Juge des tutelles compétent : celui de la résidence habituelle de la personne. « Le juge des tutelles territorialement compétent est celui de la résidence habituelle de la personne à protéger ou protégée […] » (article 1211 du code de procédure civile, modifié par le décret n° 2008-1276 du 5 décembre 2008). « Le critère du lieu où demeure la personne est remplacé par celui de la résidence habituelle. Ce nouveau critère est la conséquence de la Convention de La Haye du 13 janvier 2000 » (circulaire DACS du 9 février 2009).

Instruction de la demande. « Le juge peut, soit d'office, soit à la demande des parties, ordonner toute mesure d'instruction » (article 1289-1 du code de procédure civile).

Audition. « A l'audience, il entend le conjoint. Il peut toutefois, sur avis médical, décider qu'il n'y a pas lieu de procéder à cette audition » (article 1289-1 du code de procédure civile).

  1. Décision du juge des tutelles

Notification de la décision judiciaire. Elle est notifiée aux deux conjoints et aux personnes qui peuvent être directement affectées par cette décision.

Appel de la décision du juge des tutelles. Un recours est possible dans les quinze jours de cette notification (article 1239 du code de procédure civile). Le concours d’un avocat n’est pas obligatoire.

II. Les effets d’une mesure d’habilitation entre époux

  1. L’autorisation

Fondée sur l’article 217 du code civil, elle concerne toujours des actes qui auraient nécessité l’accord des deux conjoints. Elle ne peut donc s’appliquer aux situations dans lesquelles le conjoint, hors d’état de manifester sa volonté, devrait normalement signer l’acte seul (par exemple, la vente d’un bien propre). Dans ce dernier cas, seule l’habilitation, fondée sur l’article 219 du code civil, permet l’accomplissement de l’acte par le conjoint.

  1. L’habilitation

Fondée sur l’article 219 du code civil, elle permet de représenter son conjoint même pour des actes que celui-ci, normalement, était seul en mesure d’effectuer (par exemple, la vente d’un bien qui lui appartenait en propre). L’habilitation peut être demandée pour effectuer un acte en particulier, ou peut être sollicitée de manière plus générale, pour effectuer au nom du conjoint tous les actes nécessaires à la vie familiale lorsque ce dernier est dans l’incapacité à long terme de manifester sa volonté.

L’habilitation entre époux ne permet de remplacer son époux que pour les actes patrimoniaux, et non pour les actes strictement personnels.

Représentation pour ce qui est de l’administration des biens sous le régime de la communauté. La représentation est régie par les articles 1426 et 1429 du code civil.

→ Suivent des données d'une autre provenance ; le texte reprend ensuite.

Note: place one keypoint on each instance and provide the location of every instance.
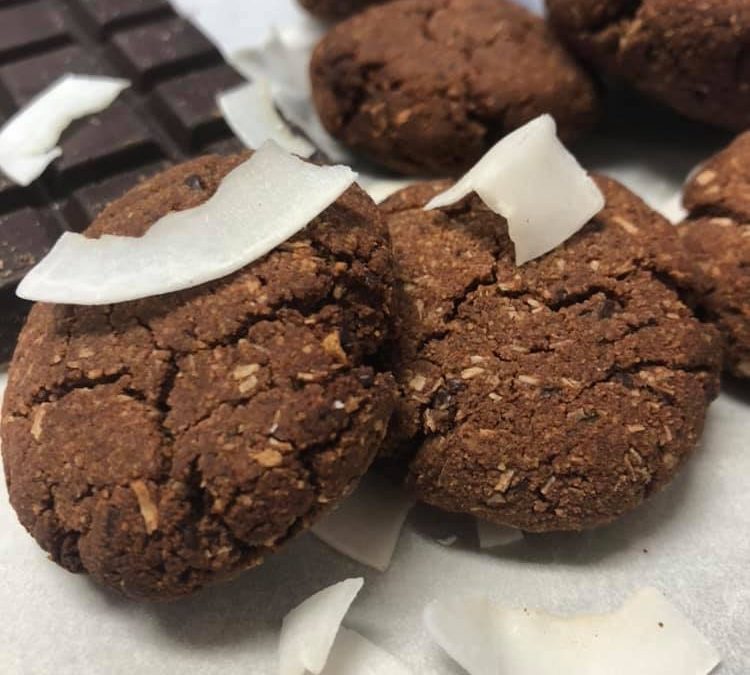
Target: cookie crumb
(146, 505)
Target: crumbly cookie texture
(689, 55)
(428, 86)
(553, 396)
(337, 9)
(716, 236)
(167, 443)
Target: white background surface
(692, 541)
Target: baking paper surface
(692, 541)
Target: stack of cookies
(164, 444)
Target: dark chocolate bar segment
(167, 116)
(21, 80)
(25, 237)
(88, 202)
(187, 105)
(13, 313)
(114, 140)
(104, 16)
(162, 50)
(32, 26)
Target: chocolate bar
(167, 116)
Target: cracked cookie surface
(167, 443)
(716, 236)
(428, 86)
(554, 396)
(691, 56)
(337, 9)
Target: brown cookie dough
(337, 9)
(691, 56)
(163, 444)
(428, 86)
(554, 396)
(716, 236)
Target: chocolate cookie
(716, 236)
(167, 443)
(553, 396)
(337, 9)
(428, 86)
(690, 55)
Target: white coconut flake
(647, 635)
(251, 114)
(381, 187)
(492, 536)
(309, 630)
(367, 525)
(353, 654)
(284, 61)
(531, 179)
(536, 6)
(28, 140)
(260, 204)
(447, 541)
(673, 209)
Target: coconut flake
(28, 140)
(309, 630)
(250, 113)
(284, 61)
(491, 535)
(367, 525)
(260, 204)
(353, 654)
(531, 179)
(647, 635)
(381, 187)
(673, 209)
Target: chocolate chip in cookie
(691, 56)
(716, 236)
(428, 86)
(553, 396)
(167, 443)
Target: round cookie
(336, 9)
(688, 55)
(553, 396)
(428, 86)
(716, 235)
(163, 444)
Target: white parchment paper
(692, 541)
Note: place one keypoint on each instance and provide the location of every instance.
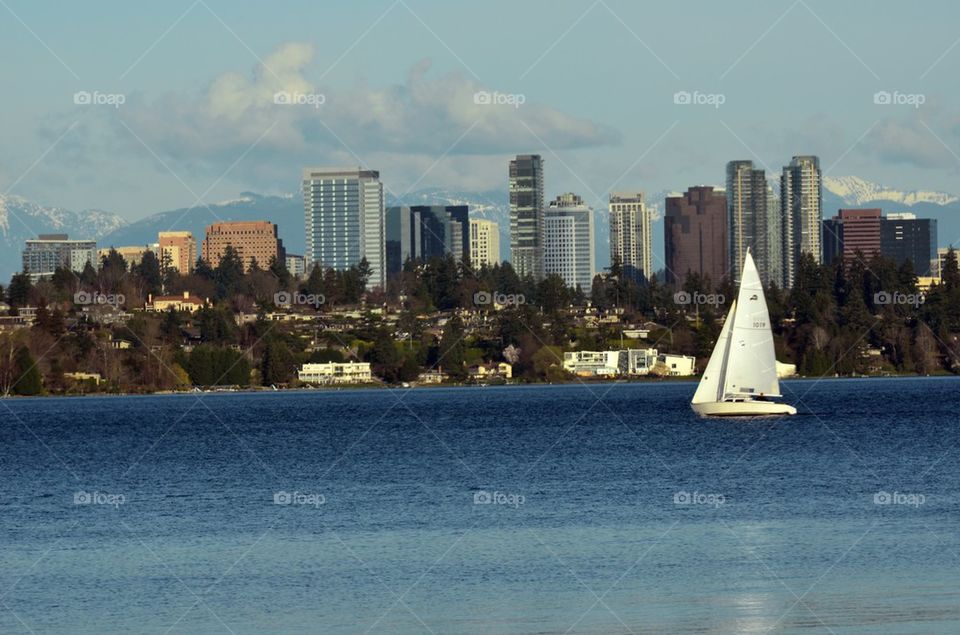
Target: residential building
(631, 236)
(801, 203)
(748, 223)
(677, 365)
(178, 251)
(527, 215)
(335, 373)
(344, 217)
(592, 363)
(251, 240)
(423, 232)
(484, 243)
(43, 255)
(296, 265)
(184, 302)
(569, 242)
(695, 235)
(131, 255)
(634, 362)
(640, 361)
(904, 237)
(501, 370)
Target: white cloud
(909, 141)
(404, 127)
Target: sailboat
(741, 377)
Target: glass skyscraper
(526, 215)
(344, 217)
(801, 203)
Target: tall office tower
(695, 235)
(252, 240)
(748, 215)
(344, 217)
(801, 203)
(46, 253)
(569, 241)
(178, 250)
(904, 237)
(526, 215)
(631, 238)
(774, 234)
(423, 232)
(484, 243)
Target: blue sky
(398, 80)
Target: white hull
(750, 408)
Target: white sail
(710, 384)
(751, 367)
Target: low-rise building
(592, 363)
(501, 370)
(185, 302)
(678, 365)
(45, 254)
(640, 361)
(296, 265)
(335, 373)
(432, 377)
(610, 363)
(94, 377)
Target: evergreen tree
(149, 272)
(30, 381)
(18, 293)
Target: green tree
(18, 293)
(29, 380)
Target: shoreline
(380, 386)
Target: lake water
(608, 508)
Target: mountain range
(21, 219)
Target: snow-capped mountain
(856, 191)
(22, 219)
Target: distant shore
(411, 386)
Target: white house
(678, 365)
(335, 373)
(592, 363)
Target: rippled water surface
(607, 508)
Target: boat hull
(742, 409)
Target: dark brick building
(695, 234)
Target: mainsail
(750, 368)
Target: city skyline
(215, 131)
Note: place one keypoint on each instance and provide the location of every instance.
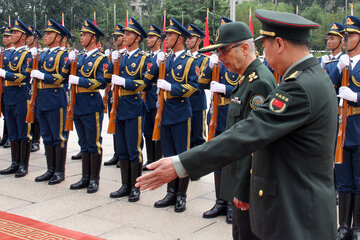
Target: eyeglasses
(222, 51)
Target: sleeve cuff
(179, 168)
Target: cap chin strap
(19, 38)
(176, 41)
(89, 41)
(354, 47)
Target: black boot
(50, 161)
(356, 218)
(115, 159)
(84, 181)
(135, 172)
(180, 205)
(15, 159)
(4, 138)
(219, 209)
(95, 166)
(170, 197)
(60, 160)
(77, 156)
(35, 128)
(228, 213)
(150, 152)
(345, 212)
(24, 159)
(125, 179)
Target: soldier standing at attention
(35, 126)
(16, 93)
(179, 84)
(120, 48)
(9, 49)
(291, 137)
(198, 100)
(347, 174)
(89, 108)
(51, 103)
(131, 110)
(153, 148)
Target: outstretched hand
(163, 172)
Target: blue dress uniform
(129, 117)
(16, 95)
(51, 105)
(7, 54)
(153, 148)
(35, 126)
(347, 174)
(176, 117)
(115, 159)
(89, 110)
(198, 100)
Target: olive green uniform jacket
(292, 137)
(250, 93)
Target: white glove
(37, 74)
(114, 56)
(2, 73)
(160, 57)
(117, 80)
(164, 85)
(217, 87)
(33, 52)
(214, 59)
(348, 94)
(107, 52)
(343, 62)
(74, 79)
(72, 56)
(324, 59)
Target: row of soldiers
(183, 123)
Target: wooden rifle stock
(160, 103)
(69, 125)
(214, 104)
(343, 113)
(30, 115)
(106, 96)
(1, 79)
(112, 119)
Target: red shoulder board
(149, 66)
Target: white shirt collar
(178, 53)
(132, 52)
(91, 52)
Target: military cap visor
(229, 33)
(285, 25)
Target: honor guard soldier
(9, 49)
(35, 126)
(347, 174)
(179, 84)
(225, 86)
(131, 110)
(198, 100)
(250, 92)
(51, 103)
(153, 148)
(91, 76)
(291, 137)
(16, 93)
(118, 41)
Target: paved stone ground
(99, 215)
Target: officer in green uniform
(291, 137)
(254, 86)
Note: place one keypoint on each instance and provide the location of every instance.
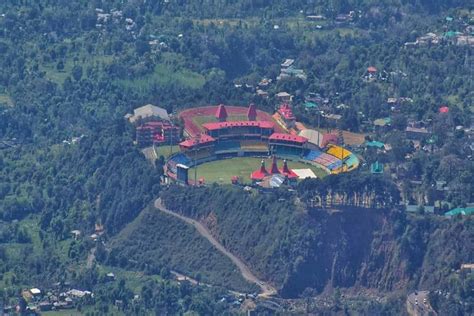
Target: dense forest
(71, 70)
(299, 248)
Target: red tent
(221, 113)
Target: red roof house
(274, 169)
(252, 112)
(286, 111)
(288, 172)
(221, 113)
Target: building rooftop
(203, 139)
(260, 173)
(286, 111)
(252, 112)
(288, 137)
(220, 125)
(221, 113)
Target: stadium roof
(220, 125)
(221, 113)
(204, 139)
(252, 112)
(287, 171)
(288, 137)
(286, 111)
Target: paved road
(419, 304)
(267, 289)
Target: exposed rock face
(383, 250)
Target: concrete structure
(286, 115)
(148, 113)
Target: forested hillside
(71, 71)
(298, 248)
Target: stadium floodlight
(196, 144)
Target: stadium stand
(286, 151)
(228, 145)
(254, 145)
(199, 155)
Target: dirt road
(267, 289)
(418, 304)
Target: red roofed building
(286, 144)
(239, 129)
(274, 169)
(290, 174)
(329, 139)
(287, 138)
(252, 112)
(286, 115)
(221, 113)
(260, 174)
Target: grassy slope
(222, 170)
(161, 240)
(355, 247)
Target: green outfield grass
(221, 171)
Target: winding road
(267, 289)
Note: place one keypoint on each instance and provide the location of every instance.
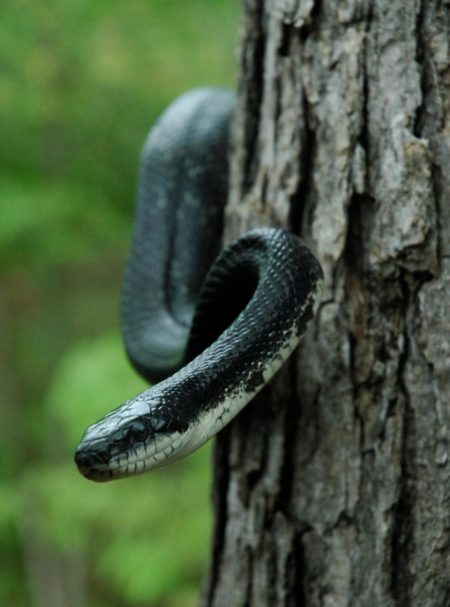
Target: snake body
(211, 336)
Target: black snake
(211, 332)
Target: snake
(206, 328)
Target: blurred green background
(80, 84)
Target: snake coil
(211, 332)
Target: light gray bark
(333, 489)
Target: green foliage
(80, 84)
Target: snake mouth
(100, 463)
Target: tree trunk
(332, 488)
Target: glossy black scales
(214, 341)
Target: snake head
(137, 436)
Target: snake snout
(88, 461)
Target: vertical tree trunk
(332, 489)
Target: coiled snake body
(212, 343)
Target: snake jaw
(133, 438)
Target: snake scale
(209, 328)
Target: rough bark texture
(332, 489)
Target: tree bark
(332, 488)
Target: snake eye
(138, 430)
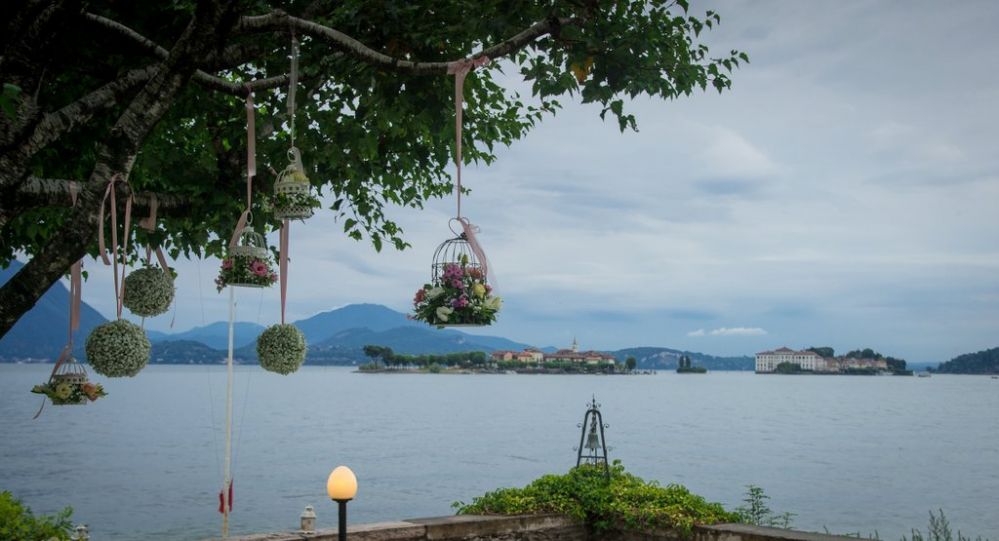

  1. Dans le cas où le juge des tutelles n’a pas autorisé l’habilitation

« A défaut de pouvoir légal, de mandat ou d'habilitation par justice, les actes faits par un époux en représentation de l'autre ont effet, à l'égard de celui-ci, suivant les règles de la gestion d'affaires » (article 219 du code civil).

La gestion d’affaires est définie de la façon suivante : « celui qui, sans y être tenu, gère sciemment et utilement l'affaire d'autrui, à l'insu ou sans opposition du maître de cette affaire » (article 1301 du code civil). Pour plus de précisions, voir la fiche n°4.3 relative à la sauvegarde justice.

III. La publicité de la mesure d’habilitation entre époux

Il est fait mention de l’habilitation de l’époux pour gérer la communauté ou les biens propres du conjoint en marge de l’acte de mariage ainsi que sur la minute du contrat de mariage (article 1445 du code civil, auquel les articles 1426 et 1429 du même code renvoient).

La demande et le jugement sont publiés conformément aux règles du code de procédure civile.